Abstract
A Rh(III)-catalyzed annulation of 2-arylbenzimidazoles with α-diazo carbonyl compounds via C–H activation/carbene insertion/intramolecular cyclization is explored. The switchable product selectivity is achieved by the use of distinct α-diazo carbonyl compounds. Benzimidazole-fused quinolines are obtained through [4 + 2] annulation exclusively when 2-diazocyclohexane-1,3-diones are used, where they act as a C2 synthon. Alternatively, diazonaphthalen-1(2H)-ones merely function as a one-carbon unit synthon to generate a quaternary center through [4 + 1] cyclization to afford spirocyclic benzimidazole-fused isoindole naphthalen-2-ones. A thorough mechanistic study reveals the course of the reaction.
Introduction
Diversity-oriented synthesis (DOS) is a strategy to synthesize a collection of skeletally or stereochemically distinct molecular scaffolds. This can accelerate the rate of exploration of biologically relevant chemical space and increase the chances of finding new chemical probes for various biological targets.1 A privileged-substructure-based DOS (p-DOS) strategy has been developed to accelerate this process further. This approach involves choosing a privileged substructure as a basic core and transforming it into different polyheterocyclic skeletons using various reagents, thus achieving skeletal diversity in a compound library.2
Diazo compounds are versatile precursors in modern synthetic organic chemistry. They are readily accessible and stable yet reactive as carbenes or metal–carbenoids. Under transition-metal catalysis, they can be transformed into metal–carbenoids. Therefore, α-diazo carbonyl compounds have been widely used as coupling partners for the construction of polycyclic heterocycles via a metal-catalyzed C–H activation/carbenoid insertion and cyclization approach.3
Benzimidazole is a privileged scaffold that is frequently found in many important drug candidates. Its derivatives exhibit a broad spectrum of bioactivities, such as anticancer, anti-inflammatory, antimicrobial, antibacterial, anti-human immunodeficiency virus (HIV), and antimalarial.4 Considering the usefulness of the benzimidazole framework, we chose 2-aryl benzimidazole as the core scaffold in this study as it has attracted widespread interest. We envisioned that the benzimidazole core could be transformed into benzimidazole-fused quinolines and spirocyclic benzimidazoles by reacting it with α-diazo carbonyl compounds such as 2-diazocyclohexane-1,3-diones or diazonaphthalen-1(2H)-ones through a transition-metal catalysis using the p-DOS strategy.

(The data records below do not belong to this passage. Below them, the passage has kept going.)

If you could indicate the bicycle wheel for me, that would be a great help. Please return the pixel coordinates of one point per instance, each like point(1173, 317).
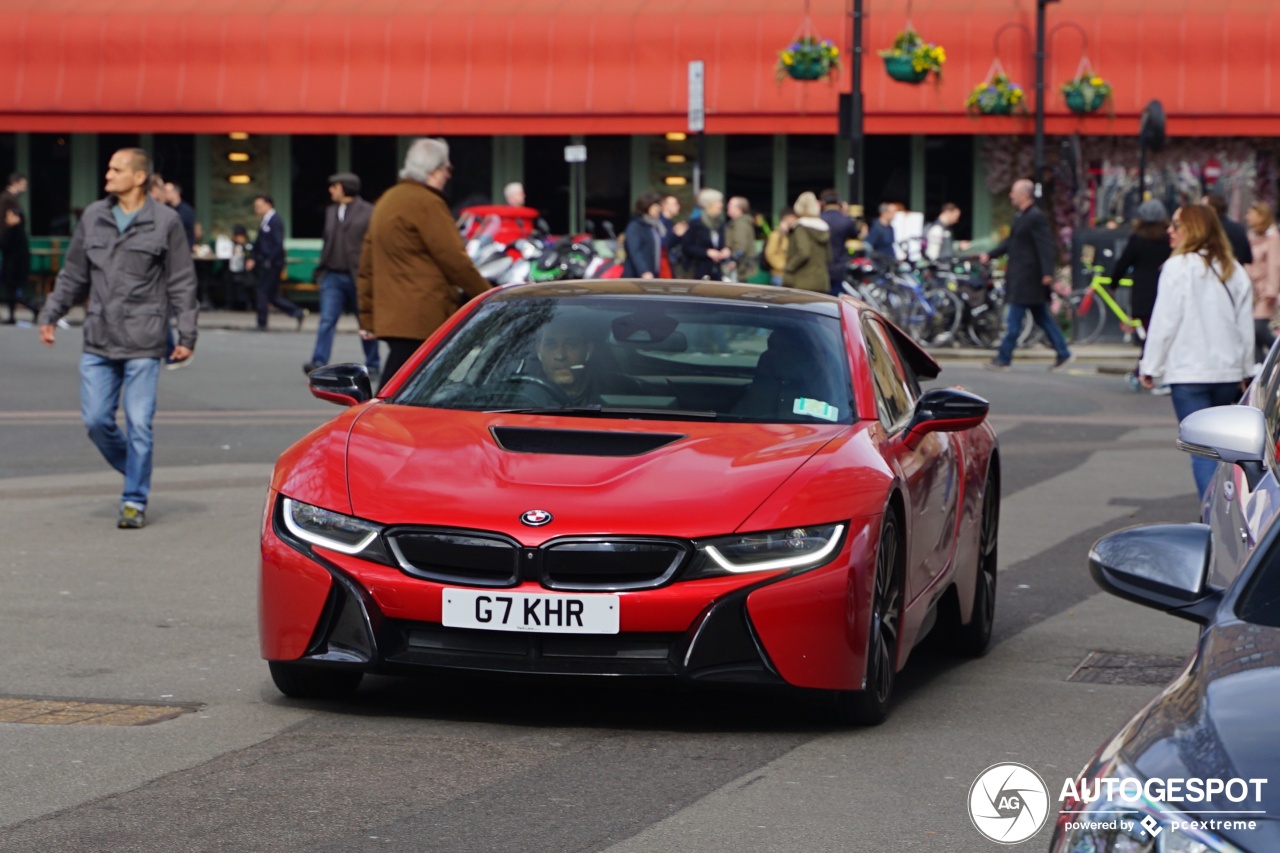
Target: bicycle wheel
point(1088, 316)
point(944, 316)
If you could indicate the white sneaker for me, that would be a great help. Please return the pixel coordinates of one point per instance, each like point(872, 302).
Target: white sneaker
point(169, 364)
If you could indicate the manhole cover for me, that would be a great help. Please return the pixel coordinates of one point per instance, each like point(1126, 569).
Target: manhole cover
point(1116, 667)
point(86, 712)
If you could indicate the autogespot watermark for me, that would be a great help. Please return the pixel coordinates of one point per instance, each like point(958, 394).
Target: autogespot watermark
point(1009, 803)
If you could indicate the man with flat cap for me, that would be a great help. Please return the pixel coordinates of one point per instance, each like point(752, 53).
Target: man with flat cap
point(344, 224)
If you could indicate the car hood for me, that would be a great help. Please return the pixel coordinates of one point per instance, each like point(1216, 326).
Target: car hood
point(478, 470)
point(1217, 721)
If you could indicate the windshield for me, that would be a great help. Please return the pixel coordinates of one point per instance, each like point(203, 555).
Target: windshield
point(620, 356)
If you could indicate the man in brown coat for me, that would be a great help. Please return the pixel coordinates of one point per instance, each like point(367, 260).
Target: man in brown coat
point(414, 269)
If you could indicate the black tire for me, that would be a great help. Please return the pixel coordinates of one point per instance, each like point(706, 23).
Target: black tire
point(869, 707)
point(1091, 316)
point(974, 638)
point(301, 682)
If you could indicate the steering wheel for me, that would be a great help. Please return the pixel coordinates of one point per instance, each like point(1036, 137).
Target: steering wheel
point(538, 382)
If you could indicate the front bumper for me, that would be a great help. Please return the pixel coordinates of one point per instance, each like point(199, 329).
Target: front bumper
point(807, 630)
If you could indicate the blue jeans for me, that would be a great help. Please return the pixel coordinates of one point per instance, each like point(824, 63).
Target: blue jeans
point(105, 383)
point(1188, 398)
point(1014, 327)
point(338, 295)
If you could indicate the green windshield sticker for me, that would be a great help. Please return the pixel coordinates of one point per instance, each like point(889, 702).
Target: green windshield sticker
point(816, 409)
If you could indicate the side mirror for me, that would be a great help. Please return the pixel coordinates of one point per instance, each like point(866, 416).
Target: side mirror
point(1159, 565)
point(347, 384)
point(946, 410)
point(1235, 434)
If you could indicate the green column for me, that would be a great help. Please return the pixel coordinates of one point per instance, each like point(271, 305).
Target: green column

The literature has revealed a few pioneering works on the synthesis of spiro molecules and benzimidazole-fused quinolines. For example, Zhou demonstrated a strategy for the synthesis of spirocyclic indazole derivatives via Rh(III)-catalyzed C–H activation and spiroannulation.5 Guo et al. reported a [4 + 1] spiroannulation between isoquinolones and diazo compounds to access spirocyclic indazole compounds.6 Yang successfully coupled 2-(2-bromophenyl)-1H-benzo[d]imidazoles with 1,2-diketones by a copper catalyst through arylation/cyclocondensation.7 Dong disclosed a copper-catalyzed organic ligand-promoted coupling reaction between 2-(2-bromophenyl)-1H-benzo[d]imidazoles and cyclohexane-1,3-diones via an α-arylation/intramolecular nucleophilic addition cascade for the synthesis of benzimidazole-fused quinolines (Scheme )18a. Zhong developed a strategy for the synthesis of benzimidazole-fused quinolines via Rh(III)-catalyzed annulation of 2-aryl benzimidazole and 1,3-dicarbonyl compounds.8b Nunewar disclosed a Ru(II)-catalyzed reaction between 2-arylbenzimidazoles and iodonium ylides for the preparation of benzimidazole-fused quinolines.8c Despite the elegance of the reported works, there is a high demand for a direct and operationally simple strategy to construct these significant frameworks. To the best of our knowledge, there has not been reported to date an [4 + 1] or [4 + 2] annulation reaction between 2-aryl benzimidazole and diazo carbonyl compounds.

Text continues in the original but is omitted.